The only tea that really requires a double rinse, it works like a charm. One of the cheapest you can buy, but what flavor.
fdrx, it did age a bit! When I first got it, that flat taste went way out at least ten brews! Is capable of dark tastes on occasion. Online, I find it to be described as a blend of mengsong, pasha, nannuo, and with some gushu. Well, I think that's what they said, given google translate.

Had EoT Pesticide from Zhenyuan. Washed it and used the trusty gaiwan! I actually enjoyed this tea, basically a softer Wuliang that tends towards Jinggu (or a more vegetal Jinggu). Good thickness and texture, lengthy taste with a fruit surprise on a few swallows. A light qi that's more apparent on the back end that leaves me relaxed. The pesticide only bothered my tongue for my first two brews.
EoT Manmai. Not very good.
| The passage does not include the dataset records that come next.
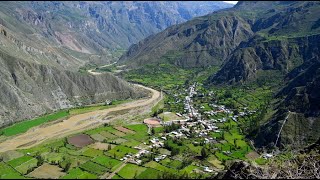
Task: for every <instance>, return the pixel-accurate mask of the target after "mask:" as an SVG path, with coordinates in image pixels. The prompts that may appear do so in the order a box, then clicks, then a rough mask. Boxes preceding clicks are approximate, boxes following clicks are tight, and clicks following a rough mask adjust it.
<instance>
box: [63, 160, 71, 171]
mask: <svg viewBox="0 0 320 180" xmlns="http://www.w3.org/2000/svg"><path fill="white" fill-rule="evenodd" d="M70 167H71V163H70V162H68V163H67V164H66V166H65V167H64V168H63V170H64V172H68V171H69V169H70Z"/></svg>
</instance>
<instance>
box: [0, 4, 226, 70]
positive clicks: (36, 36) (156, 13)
mask: <svg viewBox="0 0 320 180" xmlns="http://www.w3.org/2000/svg"><path fill="white" fill-rule="evenodd" d="M202 6H205V8H203V7H202ZM226 7H231V5H230V4H227V3H223V2H197V3H195V2H147V1H146V2H139V1H131V2H130V1H126V2H123V1H122V2H121V1H120V2H113V1H103V2H102V1H101V2H62V1H59V2H50V1H46V2H39V1H29V2H26V1H25V2H13V1H12V2H0V25H1V26H2V27H3V28H5V29H6V31H7V32H8V36H10V37H11V38H10V39H11V41H13V45H12V46H13V47H11V46H6V47H5V48H6V50H8V51H12V50H16V47H14V46H16V45H17V44H18V46H19V49H18V50H17V51H18V52H17V53H16V54H21V55H22V56H25V55H26V56H25V58H24V59H26V58H28V59H31V60H32V61H34V60H35V59H36V60H37V61H45V63H50V64H51V65H55V66H57V67H59V66H62V67H65V66H68V69H70V68H72V69H73V70H77V68H79V66H83V65H84V64H85V63H87V62H93V63H108V62H110V61H114V60H116V59H117V58H118V57H119V54H121V51H120V50H123V49H125V48H127V47H129V46H130V45H131V44H132V43H135V42H138V41H139V40H141V39H143V38H145V37H147V36H149V35H151V34H153V33H156V32H159V31H161V30H163V29H165V28H166V27H168V26H170V25H173V24H178V23H181V22H184V21H186V20H189V19H191V18H193V17H195V16H200V15H204V14H207V13H210V12H212V11H215V10H218V9H221V8H226ZM21 49H22V51H21ZM25 49H27V53H26V52H23V51H26V50H25ZM30 51H31V52H30ZM33 56H41V57H39V58H37V57H33ZM42 63H43V62H42Z"/></svg>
Some qi, nice aroma of slightly fruity candy, and some strong feel in the throat. However, body wasn't thick and nice to drink like yesterday's tea, and the flavor was fairly thin and tinny, and late session choke-throat definitely showed up. Looking at leaves, looks like I got more of the badly processed stuff in this session.
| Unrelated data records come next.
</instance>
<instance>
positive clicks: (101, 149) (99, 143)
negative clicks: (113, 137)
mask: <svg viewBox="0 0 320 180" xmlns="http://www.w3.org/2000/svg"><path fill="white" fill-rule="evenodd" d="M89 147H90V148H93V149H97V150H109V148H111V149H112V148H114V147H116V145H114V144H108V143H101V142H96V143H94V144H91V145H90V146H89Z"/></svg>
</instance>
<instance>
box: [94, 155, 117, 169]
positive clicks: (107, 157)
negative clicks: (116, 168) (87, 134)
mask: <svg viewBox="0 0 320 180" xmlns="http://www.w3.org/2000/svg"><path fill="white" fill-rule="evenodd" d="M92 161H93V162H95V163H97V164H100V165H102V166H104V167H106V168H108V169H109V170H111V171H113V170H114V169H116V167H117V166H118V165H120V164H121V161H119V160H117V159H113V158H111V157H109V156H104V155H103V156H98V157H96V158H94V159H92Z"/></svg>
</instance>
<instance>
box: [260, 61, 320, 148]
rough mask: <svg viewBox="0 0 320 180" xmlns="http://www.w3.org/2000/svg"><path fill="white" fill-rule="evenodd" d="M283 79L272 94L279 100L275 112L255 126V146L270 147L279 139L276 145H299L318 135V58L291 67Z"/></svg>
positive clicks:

After drinking several wines from Lavaux today (st saphorin & dézaley) i found the perfect match with a Linyinghao Luoshueidong 09' session... what a perfect day!

fdrx, it did age a bit! When I first got it, that flat taste went way out at least ten brews! Is capable of dark tastes on occasion. Online, I find it to be described as a blend of mengsong, pasha, nannuo, and with some gushu. Well, I think that's what they said, given google translate.
thank you
Stuck home for the holidays, and every other day, so I pulled out something nice, the 2005 Dayi Mengsong Peacock. Loaded it up with over 8g/120ml, 'cause it ain't really bitter or astringent anymore, and pretty much blissed out. About as fun to drink as the Tai Lian with really impressive mouth aroma, length of taste, layered taste, and all the throat action. Plenty of huigans early, spectacular (and winey) yuns later, and throat action didn't stop throughout the session. The aroma was strong, but it wasn't that attractive, and the top taste isn't totally great. The last yun at the end of the front end of the session lasted over thirty minutes. Usually it's the astringency in the mouth that dissolves over that length of time. When the back end of the session commenced, it had a really great relaxing qi (not that it didn't have qi in front, but more typical young leaf gushu qi), and I really enjoyed good jazz with it, eg, Patricia Barber doing Constantinople. All in all, because of the long aftertaste and durable feeling of qi, I took a *very* long time to drink this tea, prolly hit something like 18 brews before I quit, which wasn't really before the tea was done.